Eroguro’s connections to the Festival
Palacios pointed out that this “is a book which in someway owes a lot to many different collaborators, not only to the writers, but also to those who have granted us access to the films we discuss: among these people and institutions is undoubtedly the Festival, which, since its creation, has always been on the lookout for Japanese films, and that promotes The Freakiest Night, which has screened some of these films. I am pretty glad for being at this festival with this book, one is quite related to the other”.
Palacios, author of works such as Psychokillers, Goremanía, Los ricos también matan, Nosotros los vampiros or Hollywood maldito (among many others) and collaborator of the Gran-canarian festival since its very beginning (being in charge of The Freakiest Night’s coordination) added that “a lot of those who collaborate with this festival, including me, are devoted fans of Japanese cinema, Luis Miranda, the director, also among them. In many conversations we’ve had certain subjects have come up which later had their importance in the making of this book.
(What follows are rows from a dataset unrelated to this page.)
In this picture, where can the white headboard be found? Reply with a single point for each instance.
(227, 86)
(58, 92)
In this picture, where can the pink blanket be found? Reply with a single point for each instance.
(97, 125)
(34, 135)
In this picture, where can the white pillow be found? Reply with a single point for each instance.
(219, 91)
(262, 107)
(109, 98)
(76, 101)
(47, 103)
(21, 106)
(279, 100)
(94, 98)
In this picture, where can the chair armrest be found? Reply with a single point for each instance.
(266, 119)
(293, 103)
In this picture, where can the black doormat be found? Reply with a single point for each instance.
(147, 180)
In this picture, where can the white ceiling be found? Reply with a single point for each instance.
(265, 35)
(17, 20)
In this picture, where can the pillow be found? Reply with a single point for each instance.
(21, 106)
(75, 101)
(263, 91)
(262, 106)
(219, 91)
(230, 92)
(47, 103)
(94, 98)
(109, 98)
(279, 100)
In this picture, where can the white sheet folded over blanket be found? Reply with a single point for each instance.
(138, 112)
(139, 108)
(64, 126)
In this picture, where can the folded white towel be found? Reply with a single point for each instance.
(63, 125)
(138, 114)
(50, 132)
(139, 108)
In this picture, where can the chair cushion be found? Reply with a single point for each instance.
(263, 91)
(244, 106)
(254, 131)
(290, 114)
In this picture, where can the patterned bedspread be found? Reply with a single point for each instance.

This is a proper platform for the book’s first official presentation”, which has just been released this April.
Iria Barro Vale: “We’ll never know for sure if it’s the West the one influencing Japan or the other way around”
Together wih Palacios, another author included in the book, Iria Barro Vale, presented it. She was in charge of the text about Manga: “I talk about the antecedents of what’s been called Eroguro Manga”, and about the different phenomenons surrounding this genre, graphic war stories with social critique, violence and “savage risqué stories”. Barro also tackles subjects such as the influence of Western architecture in the Eroguro, “the new flesh”, Cyberpunk and the concept of an organ-less body.
“We’ll never know for sure if Japan has been influenced by the West or up to what point it’s been reversed”, pointed out the writer, who also went over a list of referential manga authors related to the Eroguro, and to its darkest side, which constitute an important part of the book edited by Satori.
“The Eroguro is aimed at anyone who likes reading it. Now, with the climate there is today regarding women’s humiliation, there’ll probably be people offended by this book. I believe that when it comes to fiction there shouldn’t be any problem. It’s not an ideal reading for a child, but mainly for adults, actually anybody interested in Japanese culture can enjoy this book”.
Monopol Multiplex will screen this Monday, April 9, at 7 pm, the film Môjú, which will be introduced by Jesús Palacios, who says it is one of the classics related to the Eroguro.